Templated Assembly Theory: An Extension of the Canonical Assembly Index with Block-Compressed Template

TL;DR

This paper introduces the templated assembly index, an extension of the canonical assembly index that incorporates block-compressed templates, enabling more efficient object assembly analysis with applications in sequence analysis and biosignature detection.

Contribution

It extends Assembly Theory by integrating block-compressed templates into the assembly process, generalizing the canonical index and exploring its computational complexity.

Findings

Defines the templated assembly index as a new complexity measure.

Shows the relation to the canonical index and classical problems.

Discusses potential applications in sequence analysis and biosignatures.

Abstract

Assembly Theory, as developed by Cronin and co-workers, assigns to an object an assembly index: the minimal number of binary join operations required to build at least one copy of the object from a specified set of basic building blocks, allowing reuse of intermediate components.

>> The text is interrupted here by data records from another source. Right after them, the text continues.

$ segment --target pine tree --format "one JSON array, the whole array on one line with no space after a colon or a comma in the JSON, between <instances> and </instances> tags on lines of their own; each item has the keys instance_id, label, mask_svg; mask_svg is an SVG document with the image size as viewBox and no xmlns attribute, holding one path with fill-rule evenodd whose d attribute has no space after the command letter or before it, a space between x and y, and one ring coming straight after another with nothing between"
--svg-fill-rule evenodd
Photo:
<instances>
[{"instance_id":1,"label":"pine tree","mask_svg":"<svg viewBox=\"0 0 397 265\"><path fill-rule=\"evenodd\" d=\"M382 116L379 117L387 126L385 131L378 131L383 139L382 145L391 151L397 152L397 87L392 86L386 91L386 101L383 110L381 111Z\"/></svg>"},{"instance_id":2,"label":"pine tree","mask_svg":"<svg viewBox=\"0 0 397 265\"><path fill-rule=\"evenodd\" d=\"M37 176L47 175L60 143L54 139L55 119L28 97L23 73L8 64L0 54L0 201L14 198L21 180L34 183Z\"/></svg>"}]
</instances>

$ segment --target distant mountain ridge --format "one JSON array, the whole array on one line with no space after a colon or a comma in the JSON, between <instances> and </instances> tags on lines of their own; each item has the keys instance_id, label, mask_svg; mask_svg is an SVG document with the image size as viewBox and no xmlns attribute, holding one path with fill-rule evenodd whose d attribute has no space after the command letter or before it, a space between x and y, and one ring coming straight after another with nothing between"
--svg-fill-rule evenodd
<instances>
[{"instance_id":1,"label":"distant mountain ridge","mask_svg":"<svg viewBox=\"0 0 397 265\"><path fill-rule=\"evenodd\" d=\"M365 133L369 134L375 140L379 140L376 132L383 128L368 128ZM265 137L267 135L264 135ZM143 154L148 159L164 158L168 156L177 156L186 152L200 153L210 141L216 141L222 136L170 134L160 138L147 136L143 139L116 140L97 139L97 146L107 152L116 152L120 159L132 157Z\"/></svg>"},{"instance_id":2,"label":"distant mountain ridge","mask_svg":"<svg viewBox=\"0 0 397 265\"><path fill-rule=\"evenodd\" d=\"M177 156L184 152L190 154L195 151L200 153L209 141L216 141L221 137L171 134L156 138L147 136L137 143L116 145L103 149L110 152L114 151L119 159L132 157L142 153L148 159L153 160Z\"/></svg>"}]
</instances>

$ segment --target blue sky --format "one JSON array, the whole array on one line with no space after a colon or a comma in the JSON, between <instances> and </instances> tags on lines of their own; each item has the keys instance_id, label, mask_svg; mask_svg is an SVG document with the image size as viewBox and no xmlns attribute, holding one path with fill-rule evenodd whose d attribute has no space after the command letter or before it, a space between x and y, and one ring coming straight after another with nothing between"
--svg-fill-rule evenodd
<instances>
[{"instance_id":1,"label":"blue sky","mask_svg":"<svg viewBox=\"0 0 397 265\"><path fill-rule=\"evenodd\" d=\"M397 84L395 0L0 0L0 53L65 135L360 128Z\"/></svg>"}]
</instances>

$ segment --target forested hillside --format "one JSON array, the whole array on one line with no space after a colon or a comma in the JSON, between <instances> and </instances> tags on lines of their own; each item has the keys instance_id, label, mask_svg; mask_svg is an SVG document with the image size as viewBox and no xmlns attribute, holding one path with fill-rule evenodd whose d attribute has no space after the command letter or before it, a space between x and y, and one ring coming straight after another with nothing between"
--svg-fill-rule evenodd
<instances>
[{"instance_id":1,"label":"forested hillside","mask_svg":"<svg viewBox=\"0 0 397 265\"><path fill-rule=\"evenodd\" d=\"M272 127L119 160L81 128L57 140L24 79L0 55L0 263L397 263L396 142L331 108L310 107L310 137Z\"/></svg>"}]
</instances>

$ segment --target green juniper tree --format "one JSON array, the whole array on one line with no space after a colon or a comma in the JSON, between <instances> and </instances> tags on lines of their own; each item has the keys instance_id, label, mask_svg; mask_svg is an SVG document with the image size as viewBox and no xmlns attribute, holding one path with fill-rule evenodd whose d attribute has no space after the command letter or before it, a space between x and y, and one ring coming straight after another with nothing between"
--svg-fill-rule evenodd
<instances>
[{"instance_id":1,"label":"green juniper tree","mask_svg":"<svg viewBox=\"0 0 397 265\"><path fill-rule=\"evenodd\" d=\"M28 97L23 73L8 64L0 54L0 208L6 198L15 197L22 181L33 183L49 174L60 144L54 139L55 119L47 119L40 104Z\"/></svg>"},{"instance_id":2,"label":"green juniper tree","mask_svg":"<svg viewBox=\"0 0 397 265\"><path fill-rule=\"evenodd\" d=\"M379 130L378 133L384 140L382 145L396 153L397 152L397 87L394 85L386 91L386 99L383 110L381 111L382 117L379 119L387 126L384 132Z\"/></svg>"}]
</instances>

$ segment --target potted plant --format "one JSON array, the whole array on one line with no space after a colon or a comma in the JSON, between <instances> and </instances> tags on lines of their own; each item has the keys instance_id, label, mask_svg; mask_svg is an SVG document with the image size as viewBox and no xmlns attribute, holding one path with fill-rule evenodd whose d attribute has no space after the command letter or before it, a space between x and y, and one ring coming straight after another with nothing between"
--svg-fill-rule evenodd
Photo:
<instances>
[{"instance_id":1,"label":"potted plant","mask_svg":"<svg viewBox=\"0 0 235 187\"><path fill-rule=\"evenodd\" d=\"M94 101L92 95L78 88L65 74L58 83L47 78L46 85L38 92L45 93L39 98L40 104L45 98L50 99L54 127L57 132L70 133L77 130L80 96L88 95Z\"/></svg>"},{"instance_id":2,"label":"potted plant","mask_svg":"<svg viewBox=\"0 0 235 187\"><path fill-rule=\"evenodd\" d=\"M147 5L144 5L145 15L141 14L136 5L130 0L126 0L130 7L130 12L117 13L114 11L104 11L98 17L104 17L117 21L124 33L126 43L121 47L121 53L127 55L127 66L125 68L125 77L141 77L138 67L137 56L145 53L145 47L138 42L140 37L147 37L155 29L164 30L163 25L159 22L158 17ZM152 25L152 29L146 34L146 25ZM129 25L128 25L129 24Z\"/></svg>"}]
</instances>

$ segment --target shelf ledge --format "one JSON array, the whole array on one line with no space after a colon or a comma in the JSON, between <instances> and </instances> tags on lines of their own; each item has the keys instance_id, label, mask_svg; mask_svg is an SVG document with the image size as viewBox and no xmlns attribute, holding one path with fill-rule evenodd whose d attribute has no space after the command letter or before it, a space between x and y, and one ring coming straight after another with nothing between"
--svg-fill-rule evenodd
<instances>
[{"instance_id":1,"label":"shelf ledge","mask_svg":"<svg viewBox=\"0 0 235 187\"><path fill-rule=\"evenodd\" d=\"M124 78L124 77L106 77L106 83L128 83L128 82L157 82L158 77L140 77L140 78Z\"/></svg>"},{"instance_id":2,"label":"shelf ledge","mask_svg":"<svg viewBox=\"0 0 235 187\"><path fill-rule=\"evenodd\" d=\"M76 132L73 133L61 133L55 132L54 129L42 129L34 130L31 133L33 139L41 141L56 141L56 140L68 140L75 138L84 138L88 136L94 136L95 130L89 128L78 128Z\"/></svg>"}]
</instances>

For strings over a finite alphabet, the canonical assembly index can be defined in the free semigroup with universal binary concatenation and a "no-trash" condition, and its exact computation has been shown to be NP-complete. In this paper we propose an extension of the canonical, string-based formulation which augments pure concatenation with templated assembly steps. Intermediate objects may contain a distinguished wildcard symbol that represents a compressible block. Templates are restricted to block-compressed substrings of the target string and can be instantiated by inserting previously assembled motifs into one or many wildcard positions, possibly in parallel. This yields a new complexity measure, the templated assembly index, which strictly generalises the canonical index while preserving its operational character. We formalise the model, clarify its relation to the canonical assembly index and to classical problems such as the smallest grammar problem, and discuss the computational complexity of determining the templated assembly index. Finally, we sketch potential applications in sequence analysis, modularity detection, and biosignature design.